AS A CLASS I AREA, ACADIA NATIONAL PARK (Maine) is afforded the highest level of air quality protection under the federal Clean Air Act Amendments (1990). Acadia hosts the highest peaks along the East Coast (~1,530 feet [466 m]), and its steep slopes and proximity to coastal fog create an environment conducive to intercepting polluted air masses (Weathers et al. 1986). Investigators have documented elevated deposition of contaminants, including mercury (Hg), at Acadia (Norton et al. 1997; Bank et al. 2007; Johnson et al. 2007; Kahl et al. 2007), which in certain areas of the park causes at least as much Hg contamination in tree swallow chicks and eggs as in birds living at a mercury-contaminated Superfund site in Massachusetts (Longcore et al. 2007).

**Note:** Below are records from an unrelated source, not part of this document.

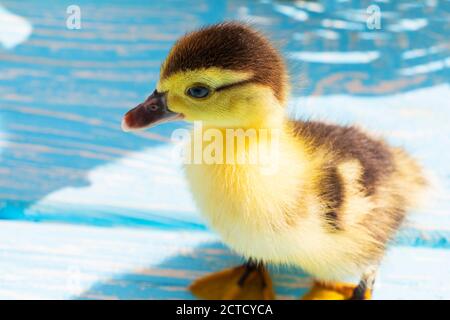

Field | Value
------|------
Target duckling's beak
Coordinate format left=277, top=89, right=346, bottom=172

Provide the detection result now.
left=122, top=90, right=184, bottom=132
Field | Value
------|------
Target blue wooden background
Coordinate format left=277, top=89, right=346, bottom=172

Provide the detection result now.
left=0, top=0, right=450, bottom=299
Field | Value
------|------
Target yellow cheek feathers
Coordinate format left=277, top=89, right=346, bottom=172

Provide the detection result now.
left=157, top=68, right=282, bottom=127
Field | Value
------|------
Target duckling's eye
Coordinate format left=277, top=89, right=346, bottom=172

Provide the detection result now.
left=186, top=86, right=209, bottom=98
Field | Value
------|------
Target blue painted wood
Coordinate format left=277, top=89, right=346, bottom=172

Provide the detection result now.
left=0, top=0, right=450, bottom=299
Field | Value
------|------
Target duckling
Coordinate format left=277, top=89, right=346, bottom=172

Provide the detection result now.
left=122, top=22, right=427, bottom=299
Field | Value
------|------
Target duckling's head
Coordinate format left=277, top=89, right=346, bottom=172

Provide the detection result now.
left=122, top=22, right=288, bottom=131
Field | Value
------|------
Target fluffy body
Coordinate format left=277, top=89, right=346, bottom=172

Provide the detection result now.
left=157, top=23, right=426, bottom=280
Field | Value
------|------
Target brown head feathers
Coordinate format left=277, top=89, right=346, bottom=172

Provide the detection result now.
left=161, top=22, right=287, bottom=101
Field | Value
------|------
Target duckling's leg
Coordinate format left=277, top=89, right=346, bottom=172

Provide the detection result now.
left=302, top=268, right=376, bottom=300
left=189, top=260, right=275, bottom=300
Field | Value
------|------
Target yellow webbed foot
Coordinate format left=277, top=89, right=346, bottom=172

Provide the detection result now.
left=302, top=281, right=372, bottom=300
left=189, top=264, right=275, bottom=300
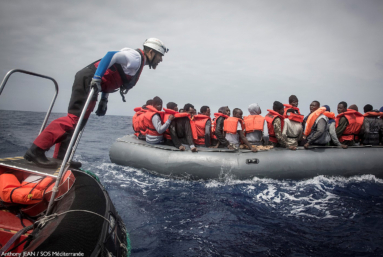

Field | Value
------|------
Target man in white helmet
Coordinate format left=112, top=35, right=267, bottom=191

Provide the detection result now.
left=24, top=38, right=169, bottom=168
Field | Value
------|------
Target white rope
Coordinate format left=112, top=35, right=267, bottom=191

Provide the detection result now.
left=35, top=210, right=128, bottom=251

PRIMENet, a long-term watershed research program at Acadia (Tonnessen and Manski 2007), has shown that the legacy of wildfire affects Hg in watersheds and biota for decades or longer (Bank et al. 2005; Johnson et al. 2007; Kahl et al. 2007). Because their needles have more surface area than deciduous leaves and they keep their foliage year-round, coniferous forests, like the spruce-.r forests of an unburned Acadia watershed, are more effective than postfire deciduous forests at canopy scavenging of atmospheric Hg (Grigal 2002; Johnson et al. 2007). That is, conifer forests collect more dust and dry particles on their foliage than deciduous trees. Dry-deposited Hg is washed to the forest floor in subsequent rain, fog, and snow events and collected as “throughfall” (Grigal 2002; Miller et al. 2005; Weathers et al. 2006; Johnson et al. 2007). Throughfall allows investigators to assess deposition across heterogeneous, forested areas by deploying a large number of samplers and comparing chemistry data with patterns in landscape features (Weathers et al. 2006).

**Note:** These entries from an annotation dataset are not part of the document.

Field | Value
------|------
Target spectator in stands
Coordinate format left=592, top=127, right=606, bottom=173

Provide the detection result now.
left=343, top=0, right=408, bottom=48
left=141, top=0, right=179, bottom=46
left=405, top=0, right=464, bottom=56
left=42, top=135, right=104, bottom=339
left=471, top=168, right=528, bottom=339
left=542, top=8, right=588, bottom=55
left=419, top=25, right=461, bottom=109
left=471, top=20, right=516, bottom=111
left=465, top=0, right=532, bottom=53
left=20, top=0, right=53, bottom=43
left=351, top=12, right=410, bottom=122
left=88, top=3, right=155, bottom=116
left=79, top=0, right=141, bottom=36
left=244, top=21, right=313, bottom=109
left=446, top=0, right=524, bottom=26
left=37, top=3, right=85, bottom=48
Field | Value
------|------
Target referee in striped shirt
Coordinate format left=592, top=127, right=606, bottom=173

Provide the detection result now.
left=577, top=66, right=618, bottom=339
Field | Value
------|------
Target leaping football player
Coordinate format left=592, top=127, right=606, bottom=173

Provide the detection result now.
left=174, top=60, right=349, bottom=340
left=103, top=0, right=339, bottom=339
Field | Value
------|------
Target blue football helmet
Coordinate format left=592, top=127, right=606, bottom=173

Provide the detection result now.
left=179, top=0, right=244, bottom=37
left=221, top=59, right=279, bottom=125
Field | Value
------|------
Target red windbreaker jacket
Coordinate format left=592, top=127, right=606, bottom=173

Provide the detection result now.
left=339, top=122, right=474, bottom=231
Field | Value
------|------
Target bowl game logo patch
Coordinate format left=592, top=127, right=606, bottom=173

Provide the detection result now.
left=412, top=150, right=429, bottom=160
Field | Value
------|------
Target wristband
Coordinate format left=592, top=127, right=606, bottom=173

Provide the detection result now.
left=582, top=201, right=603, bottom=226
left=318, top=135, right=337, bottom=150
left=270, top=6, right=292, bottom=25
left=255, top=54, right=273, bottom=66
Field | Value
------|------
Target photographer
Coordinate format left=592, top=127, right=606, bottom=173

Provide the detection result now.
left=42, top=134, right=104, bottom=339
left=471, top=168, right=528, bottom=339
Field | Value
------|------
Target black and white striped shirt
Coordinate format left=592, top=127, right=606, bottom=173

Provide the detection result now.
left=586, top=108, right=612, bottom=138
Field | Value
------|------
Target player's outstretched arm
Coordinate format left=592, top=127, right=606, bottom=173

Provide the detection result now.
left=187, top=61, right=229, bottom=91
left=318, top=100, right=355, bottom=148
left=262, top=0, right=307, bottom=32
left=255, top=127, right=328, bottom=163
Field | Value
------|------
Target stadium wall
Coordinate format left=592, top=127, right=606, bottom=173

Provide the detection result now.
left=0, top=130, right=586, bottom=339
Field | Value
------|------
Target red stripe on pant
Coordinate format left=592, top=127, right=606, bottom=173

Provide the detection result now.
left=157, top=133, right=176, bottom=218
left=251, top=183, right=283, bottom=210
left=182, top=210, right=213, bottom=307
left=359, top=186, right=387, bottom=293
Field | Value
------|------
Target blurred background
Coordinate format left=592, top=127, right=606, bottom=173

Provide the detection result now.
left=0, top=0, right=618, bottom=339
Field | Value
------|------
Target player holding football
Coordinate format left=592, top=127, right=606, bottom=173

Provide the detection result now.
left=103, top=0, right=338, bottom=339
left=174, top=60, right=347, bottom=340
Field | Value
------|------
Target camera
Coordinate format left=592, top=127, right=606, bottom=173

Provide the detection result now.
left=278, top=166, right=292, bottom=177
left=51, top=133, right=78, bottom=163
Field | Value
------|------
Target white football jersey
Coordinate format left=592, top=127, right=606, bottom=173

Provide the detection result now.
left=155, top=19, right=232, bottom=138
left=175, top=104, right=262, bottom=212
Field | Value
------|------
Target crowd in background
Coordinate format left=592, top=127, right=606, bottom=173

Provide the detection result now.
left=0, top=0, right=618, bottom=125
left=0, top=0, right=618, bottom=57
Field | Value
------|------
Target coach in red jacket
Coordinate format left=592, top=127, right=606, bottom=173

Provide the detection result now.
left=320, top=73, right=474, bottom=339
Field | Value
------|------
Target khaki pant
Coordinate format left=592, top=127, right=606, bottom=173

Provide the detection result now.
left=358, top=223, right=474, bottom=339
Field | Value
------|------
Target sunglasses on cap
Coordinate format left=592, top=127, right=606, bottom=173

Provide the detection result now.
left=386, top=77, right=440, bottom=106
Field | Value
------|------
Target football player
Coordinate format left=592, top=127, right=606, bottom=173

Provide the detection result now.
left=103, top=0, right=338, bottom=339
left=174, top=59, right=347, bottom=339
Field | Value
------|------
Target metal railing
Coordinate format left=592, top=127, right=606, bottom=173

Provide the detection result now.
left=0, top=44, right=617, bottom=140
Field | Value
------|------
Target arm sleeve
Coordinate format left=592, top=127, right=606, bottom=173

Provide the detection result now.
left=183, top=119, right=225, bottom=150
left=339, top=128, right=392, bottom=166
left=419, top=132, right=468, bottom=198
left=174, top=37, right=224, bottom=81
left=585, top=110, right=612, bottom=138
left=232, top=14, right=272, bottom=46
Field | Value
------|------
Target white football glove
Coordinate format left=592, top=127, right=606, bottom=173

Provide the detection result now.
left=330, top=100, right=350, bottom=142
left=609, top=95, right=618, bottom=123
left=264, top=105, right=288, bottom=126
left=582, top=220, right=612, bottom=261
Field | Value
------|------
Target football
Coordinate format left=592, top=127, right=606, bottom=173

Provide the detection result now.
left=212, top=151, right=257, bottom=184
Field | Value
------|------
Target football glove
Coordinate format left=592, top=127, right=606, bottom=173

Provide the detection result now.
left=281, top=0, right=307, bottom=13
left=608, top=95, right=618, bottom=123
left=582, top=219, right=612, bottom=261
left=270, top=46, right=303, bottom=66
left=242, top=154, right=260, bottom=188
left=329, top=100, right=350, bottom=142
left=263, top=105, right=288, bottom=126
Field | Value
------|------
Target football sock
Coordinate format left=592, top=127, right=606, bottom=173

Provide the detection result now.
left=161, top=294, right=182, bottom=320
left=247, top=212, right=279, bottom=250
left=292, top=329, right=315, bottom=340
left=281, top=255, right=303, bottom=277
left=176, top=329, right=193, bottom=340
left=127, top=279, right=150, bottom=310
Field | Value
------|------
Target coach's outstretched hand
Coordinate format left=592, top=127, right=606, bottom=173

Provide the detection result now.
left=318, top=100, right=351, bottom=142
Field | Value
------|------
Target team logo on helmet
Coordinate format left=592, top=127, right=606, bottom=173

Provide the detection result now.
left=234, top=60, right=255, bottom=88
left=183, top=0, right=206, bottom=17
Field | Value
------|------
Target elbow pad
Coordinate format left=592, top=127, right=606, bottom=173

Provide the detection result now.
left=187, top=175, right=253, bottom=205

Reports in the scientific literature suggested that Hg concentrations in snow throughfall might be low, though data were sparse (Nelson 2007). Therefore, the goal of this research was to collect winter throughfall Hg data and assess Hg mobility in forested research watersheds in Acadia to establish the importance of this Hg load to the terrestrial ecosystem (Nelson 2007).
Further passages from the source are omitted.